Tobi Soniyi in Abuja

Senator Athan Achonu of the Peoples Democratic Party (PDP) has called on the President of the Court of Appeal, Justice Zainab Bulkachuwa to constitute the National and State Houses of Assembly Election Tribunal for Imo State.

Addressing journalists in Abuja monday, Achonu expressed disappointment at the disbandment of the panel earlier instituted to hear petitions from the election into the Imo North senatorial district.

The Imo born politician had represented Imo North in the Senate from June 2015 until the election was nullified and re-conducted to bring in Senator Ben Uwajumogu (APC).

Achonu said he was compelled to write Justice Bulkachuwa, because time was of the essence.
Achonu, in the petition which he sent to the Appeal Court President through his lawyer, K.C.O. Njemanze, said intelligence report available to him suggested that his opponents might take undue advantage of the disbandment of the panel.

After the conduct of a re-run election when the Independent National Electoral Commission (INEC) declared Ben Uwajumogu winner, Achonu had filed a petition before National and State Houses of Assembly Petitions Tribunal listing the INEC, the All Progressives Congress (APC) and Uwajumogu as respondents.

However, the tribunal was disbanded.
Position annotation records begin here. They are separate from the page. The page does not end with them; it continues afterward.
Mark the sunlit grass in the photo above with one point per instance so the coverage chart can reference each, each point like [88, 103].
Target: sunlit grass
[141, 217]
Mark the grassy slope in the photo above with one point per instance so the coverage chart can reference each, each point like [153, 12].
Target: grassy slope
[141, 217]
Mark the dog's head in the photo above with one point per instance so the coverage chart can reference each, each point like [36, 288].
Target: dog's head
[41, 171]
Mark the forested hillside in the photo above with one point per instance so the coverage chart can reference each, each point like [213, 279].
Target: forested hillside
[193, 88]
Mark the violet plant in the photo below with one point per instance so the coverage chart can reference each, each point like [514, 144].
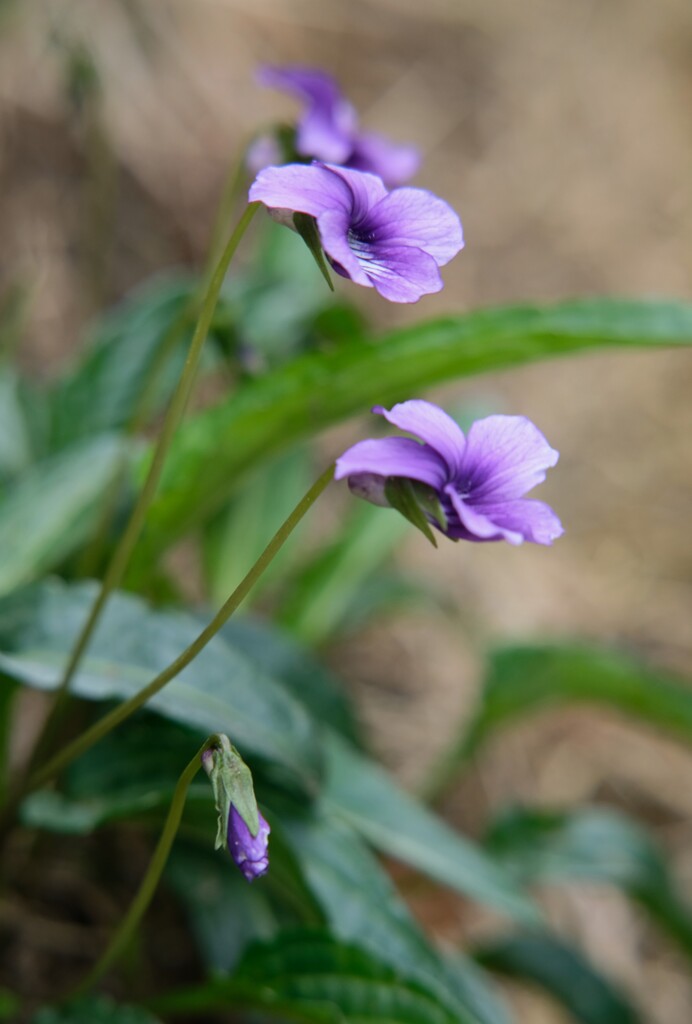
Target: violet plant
[301, 807]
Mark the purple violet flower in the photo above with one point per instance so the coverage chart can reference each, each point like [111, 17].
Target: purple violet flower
[250, 852]
[328, 129]
[393, 242]
[479, 480]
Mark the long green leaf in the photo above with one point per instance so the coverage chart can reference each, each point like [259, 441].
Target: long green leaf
[220, 690]
[394, 822]
[269, 414]
[93, 1010]
[524, 680]
[563, 973]
[308, 976]
[594, 845]
[363, 906]
[51, 508]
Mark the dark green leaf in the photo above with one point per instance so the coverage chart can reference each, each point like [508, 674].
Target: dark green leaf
[362, 906]
[93, 1010]
[564, 973]
[402, 495]
[597, 846]
[221, 690]
[215, 449]
[142, 339]
[307, 228]
[306, 679]
[310, 977]
[15, 438]
[235, 539]
[527, 679]
[329, 588]
[363, 795]
[52, 508]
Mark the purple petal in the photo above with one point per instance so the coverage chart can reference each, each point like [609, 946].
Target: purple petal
[535, 521]
[400, 273]
[476, 524]
[416, 217]
[262, 152]
[432, 425]
[393, 457]
[250, 852]
[312, 189]
[368, 189]
[392, 162]
[327, 128]
[506, 456]
[334, 227]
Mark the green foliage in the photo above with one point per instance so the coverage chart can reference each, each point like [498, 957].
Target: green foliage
[221, 690]
[308, 976]
[94, 1010]
[562, 972]
[522, 680]
[363, 795]
[294, 401]
[336, 586]
[594, 845]
[50, 509]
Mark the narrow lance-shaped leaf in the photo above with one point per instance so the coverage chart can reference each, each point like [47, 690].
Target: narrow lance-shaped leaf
[528, 679]
[267, 415]
[308, 976]
[220, 690]
[563, 973]
[594, 845]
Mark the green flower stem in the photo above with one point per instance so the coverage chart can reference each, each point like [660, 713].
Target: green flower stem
[150, 881]
[123, 552]
[119, 714]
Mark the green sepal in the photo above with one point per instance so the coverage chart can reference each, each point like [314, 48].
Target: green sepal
[232, 786]
[307, 228]
[413, 500]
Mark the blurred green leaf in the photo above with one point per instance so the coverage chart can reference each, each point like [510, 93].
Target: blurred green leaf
[93, 1010]
[319, 598]
[221, 690]
[215, 449]
[226, 913]
[308, 976]
[363, 906]
[136, 347]
[305, 678]
[50, 509]
[363, 795]
[563, 973]
[523, 680]
[235, 539]
[15, 440]
[593, 845]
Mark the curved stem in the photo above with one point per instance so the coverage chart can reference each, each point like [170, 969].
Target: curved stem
[150, 881]
[119, 714]
[123, 552]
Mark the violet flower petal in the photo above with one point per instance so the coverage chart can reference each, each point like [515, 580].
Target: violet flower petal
[416, 217]
[534, 520]
[400, 273]
[506, 456]
[393, 162]
[432, 425]
[302, 187]
[327, 127]
[393, 457]
[250, 852]
[480, 525]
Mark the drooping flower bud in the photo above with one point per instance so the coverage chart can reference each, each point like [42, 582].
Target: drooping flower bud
[241, 826]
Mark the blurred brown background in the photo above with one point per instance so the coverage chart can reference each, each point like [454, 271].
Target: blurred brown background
[561, 132]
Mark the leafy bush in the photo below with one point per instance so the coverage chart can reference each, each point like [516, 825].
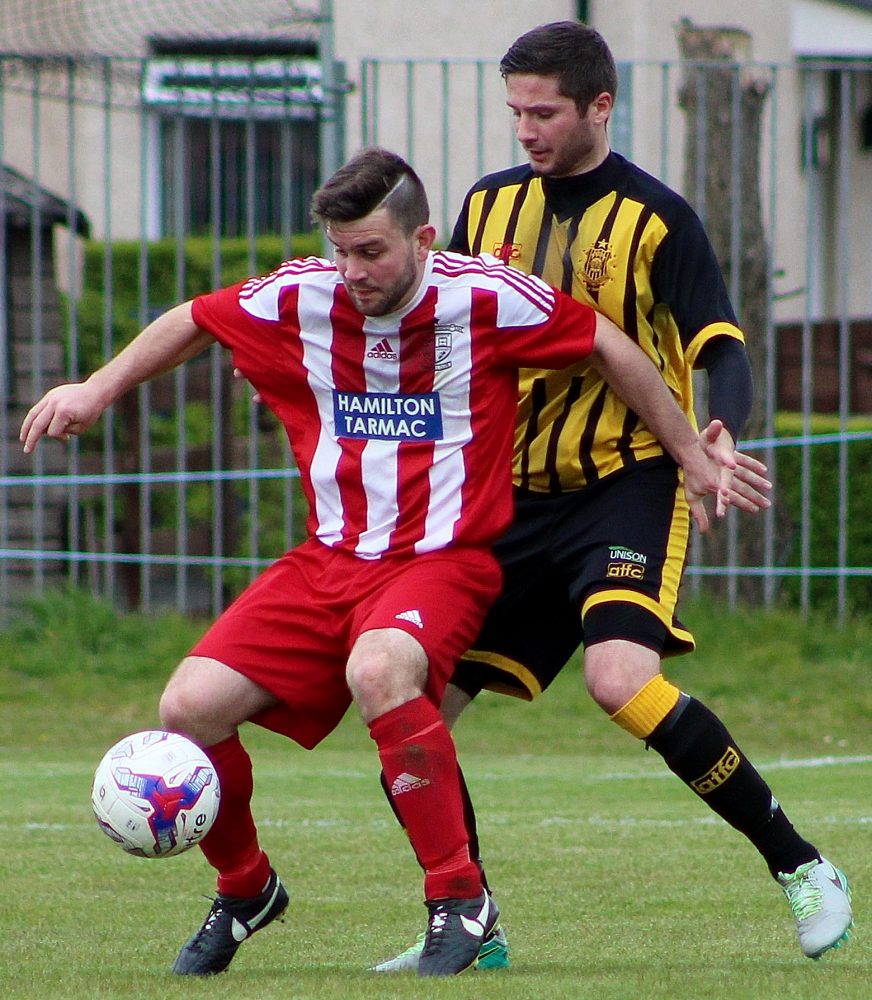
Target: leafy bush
[824, 522]
[169, 276]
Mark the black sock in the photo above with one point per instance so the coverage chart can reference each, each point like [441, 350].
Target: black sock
[698, 748]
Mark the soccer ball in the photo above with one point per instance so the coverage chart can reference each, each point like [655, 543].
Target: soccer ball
[155, 794]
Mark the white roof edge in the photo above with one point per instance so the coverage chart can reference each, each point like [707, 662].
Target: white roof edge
[819, 28]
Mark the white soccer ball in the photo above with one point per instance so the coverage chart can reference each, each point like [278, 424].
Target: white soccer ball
[155, 794]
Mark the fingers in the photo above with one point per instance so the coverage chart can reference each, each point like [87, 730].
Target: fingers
[699, 515]
[37, 423]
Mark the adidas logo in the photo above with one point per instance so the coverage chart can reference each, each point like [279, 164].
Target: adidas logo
[383, 351]
[406, 782]
[411, 616]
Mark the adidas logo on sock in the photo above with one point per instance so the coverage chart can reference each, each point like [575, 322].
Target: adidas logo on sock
[406, 782]
[411, 616]
[383, 351]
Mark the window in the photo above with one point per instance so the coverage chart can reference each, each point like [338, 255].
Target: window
[237, 139]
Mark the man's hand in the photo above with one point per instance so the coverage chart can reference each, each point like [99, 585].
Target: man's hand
[743, 482]
[62, 412]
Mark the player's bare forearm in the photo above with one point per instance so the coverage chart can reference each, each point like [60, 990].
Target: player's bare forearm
[71, 409]
[632, 375]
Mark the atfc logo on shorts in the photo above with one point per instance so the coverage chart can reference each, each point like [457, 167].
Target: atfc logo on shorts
[625, 564]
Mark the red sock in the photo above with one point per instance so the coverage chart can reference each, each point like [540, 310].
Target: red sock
[231, 845]
[420, 765]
He was then denied the opportunity to argue his petition.
He therefore wrote to the Appeal Court President calling on her to constitute another panel with immediate effect.

Achonu’s petition against the disbandment of the tribunal which had Justice Geraldine Ono Imadegbelo as chairman reads in part:

“While the pre-trial session was still going on, our client continued to receive information and reports of clandestine and or subterranean moves by his opponents and their supporters to truncate and or frustrate the hearing of this petition, and the grand design including to disband the panel, inordinately delay the setting up of a fresh panel and where a fresh panel, it shall be at such a time that the petitioner would be stampeded and prevented from calling necessary witnesses to establish his case.”

The petition reads further:
“We were all surprised when on October 10, 2016, the Secretary to the panel orally announced in court that the panel has been disbanded by your lordship.

“Out client is worried and saddened by this development in view of information and intelligence reports available to him on the grand design of his opponents and recent developments which include the non setting up of a panel to hear and determine his petition many days after the first panel was disbanded,” the petition stated.

Achonu stated that “ election petitions are time sensitive and must be heard and determined within the time stipulated by law.”

He argued that the delay in setting up a new panel would adversely affect him and was not in the interest of justice.

He demanded a fair trial of his petition “within a reasonable time by an independent and impartial panel as guaranteed by the constitution.”